9 entry daha
  • "biz emaneti göklere, yerküreye ve dağlara teklif ettik, ama onlar bunu yüklenmek istemediler, ondan korktular ve onu insan yüklendi. kuşkusuz insan çok zalim, çok bilgisizdir." ahzab 72

    bu ayette kast edilen emanet için çeşitli zamanlarda çeşitli ilim insanları yorumlarda bulunmuşlar. benim benimsediğim görüş bu emanetin "ene" yani "benlik" duygusu olduğu yönünde olan görüş.

    tanrı; insana benlik vermiştir, verdiği bu benliği ise özgürce kullanabilmeyi. hatta öyle ki bu yaratılmış olan benlik, tanrıyı algılayıp tanıyabilmesi için verilmiş olmasına rağmen onu reddedebilmektedir. tanrının tanıdığı özgürlük işte böyle geniştir ve tanrı tahammül sahibidir.

    inanmanın kolaya kaçmak ve korkaklık, cahillik, geride kalmışlık vs olduğunu düşünen insan tanrıyı kabul etmek istemeyecektir çünkü kendine emanet edilen bu benlik onun kendi tanrısı olmuştur.

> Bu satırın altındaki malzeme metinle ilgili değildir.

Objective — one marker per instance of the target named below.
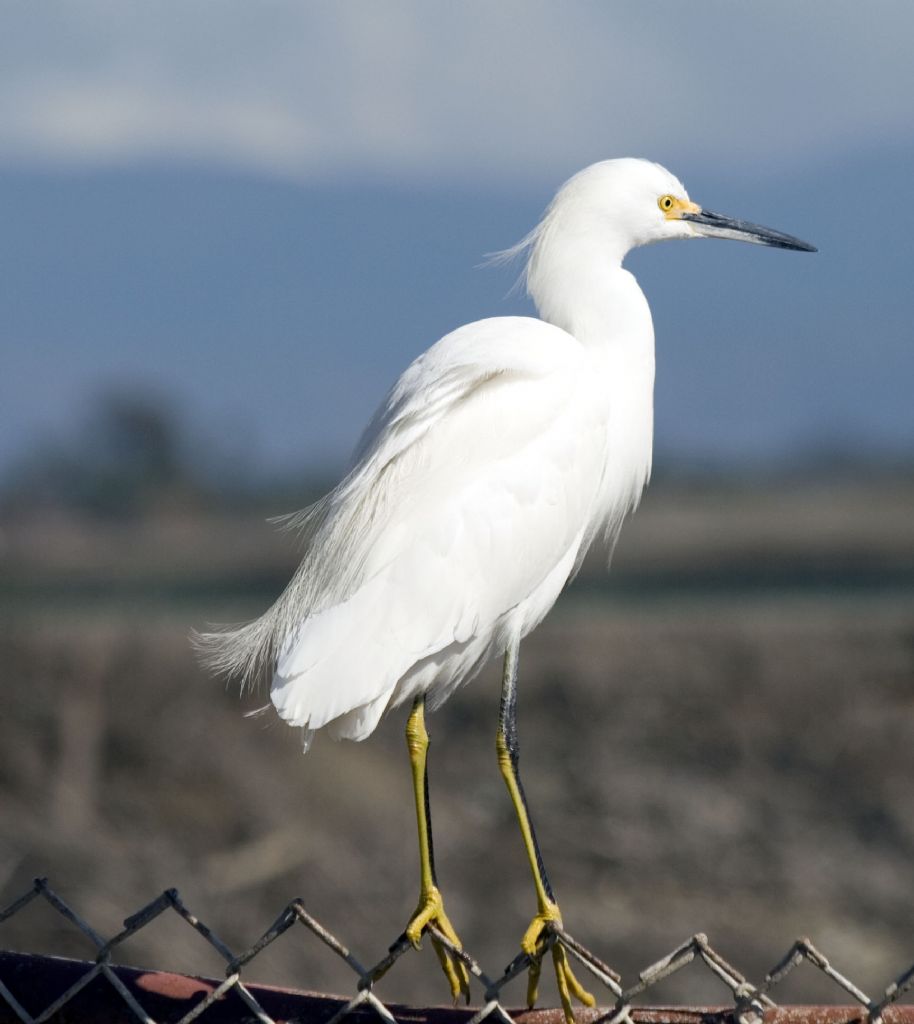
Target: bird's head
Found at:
(627, 203)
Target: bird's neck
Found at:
(599, 302)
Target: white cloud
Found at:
(435, 89)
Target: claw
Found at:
(430, 913)
(534, 944)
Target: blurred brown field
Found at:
(715, 737)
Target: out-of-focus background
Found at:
(224, 229)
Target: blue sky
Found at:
(263, 211)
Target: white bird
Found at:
(494, 462)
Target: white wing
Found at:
(474, 481)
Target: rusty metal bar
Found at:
(169, 995)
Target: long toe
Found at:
(430, 916)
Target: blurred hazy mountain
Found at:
(275, 315)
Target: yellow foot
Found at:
(534, 944)
(430, 912)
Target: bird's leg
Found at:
(430, 910)
(534, 941)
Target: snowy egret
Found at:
(496, 459)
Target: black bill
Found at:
(715, 225)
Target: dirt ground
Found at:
(727, 752)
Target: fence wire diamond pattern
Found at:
(749, 1003)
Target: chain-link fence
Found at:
(747, 1004)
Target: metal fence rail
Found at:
(748, 1003)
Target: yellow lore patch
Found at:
(672, 207)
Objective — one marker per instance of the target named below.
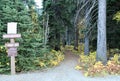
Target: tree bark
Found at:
(101, 37)
(86, 48)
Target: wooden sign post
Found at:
(12, 46)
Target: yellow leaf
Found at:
(78, 67)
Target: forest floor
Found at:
(64, 72)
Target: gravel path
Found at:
(64, 72)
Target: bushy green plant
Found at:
(91, 67)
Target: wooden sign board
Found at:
(12, 45)
(12, 51)
(11, 36)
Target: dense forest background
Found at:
(61, 23)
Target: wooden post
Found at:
(13, 65)
(12, 60)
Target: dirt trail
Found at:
(64, 72)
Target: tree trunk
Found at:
(101, 37)
(86, 48)
(76, 38)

    insana acizliği suratına tokat gibi çarptığı anlarda tanrı kollarını açmış ona kendine yönelmesi için fırsat tanıyordur.

    gel gör ki bir benliğe iki tanrı sığmıyordur ve insan kendine tanrı olmak sanrısından vazgeçemiyordur. işte bu yüzden zalimdir.

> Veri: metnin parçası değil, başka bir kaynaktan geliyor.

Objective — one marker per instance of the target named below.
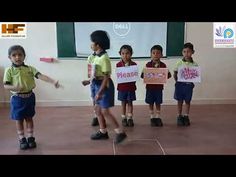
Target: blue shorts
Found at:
(153, 96)
(183, 91)
(128, 96)
(22, 108)
(92, 88)
(107, 99)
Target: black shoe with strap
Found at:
(159, 122)
(31, 142)
(120, 137)
(180, 120)
(99, 136)
(186, 120)
(130, 122)
(125, 122)
(95, 121)
(23, 144)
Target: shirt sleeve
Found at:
(176, 66)
(7, 78)
(34, 71)
(106, 66)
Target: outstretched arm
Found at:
(85, 82)
(175, 76)
(49, 80)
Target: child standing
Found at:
(154, 91)
(103, 91)
(19, 79)
(184, 90)
(126, 91)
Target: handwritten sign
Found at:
(189, 74)
(127, 74)
(155, 75)
(91, 70)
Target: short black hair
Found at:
(157, 47)
(101, 38)
(128, 47)
(14, 48)
(189, 45)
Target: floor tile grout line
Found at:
(114, 148)
(162, 149)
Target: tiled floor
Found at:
(67, 130)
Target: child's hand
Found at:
(18, 88)
(85, 82)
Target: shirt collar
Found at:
(99, 54)
(14, 65)
(191, 60)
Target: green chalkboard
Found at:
(66, 39)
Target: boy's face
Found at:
(187, 53)
(125, 55)
(156, 55)
(17, 57)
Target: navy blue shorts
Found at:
(107, 99)
(128, 96)
(183, 91)
(92, 88)
(153, 96)
(22, 108)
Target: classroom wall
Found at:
(218, 80)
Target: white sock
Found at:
(158, 114)
(123, 116)
(20, 134)
(30, 132)
(129, 115)
(118, 130)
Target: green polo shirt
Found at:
(184, 63)
(102, 64)
(22, 76)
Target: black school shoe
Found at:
(180, 120)
(156, 122)
(99, 136)
(23, 144)
(95, 122)
(120, 137)
(186, 120)
(31, 142)
(125, 122)
(159, 122)
(130, 122)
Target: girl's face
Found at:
(94, 47)
(125, 55)
(156, 55)
(17, 57)
(187, 53)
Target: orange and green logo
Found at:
(13, 30)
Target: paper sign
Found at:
(189, 74)
(91, 70)
(155, 75)
(127, 74)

    zalim, hak sahibine hakkını vermeyen demektir. yapılması gerekli olanı yapmayan zalimdir.

    insana emanet edilen benlik de tanrıyı tanıması, algılaması için verilmiştir fakat insan kendine tanrılık taslayarak asıl kendine zulmetmektedir. aciz ve yaratılmış olduğunu kabul etmek, otorite kabul etmek ve inanmak onun hakkıdır.

    +bilimsel bilgi değişir. bugün tanrının yokluğuna uyarlanan bilim yarın varlığına evrilebilir. hakikatse sabittir, eğilip bükülmez. geliştirilmez, değiştirilmez. yalnızca keşfedilir.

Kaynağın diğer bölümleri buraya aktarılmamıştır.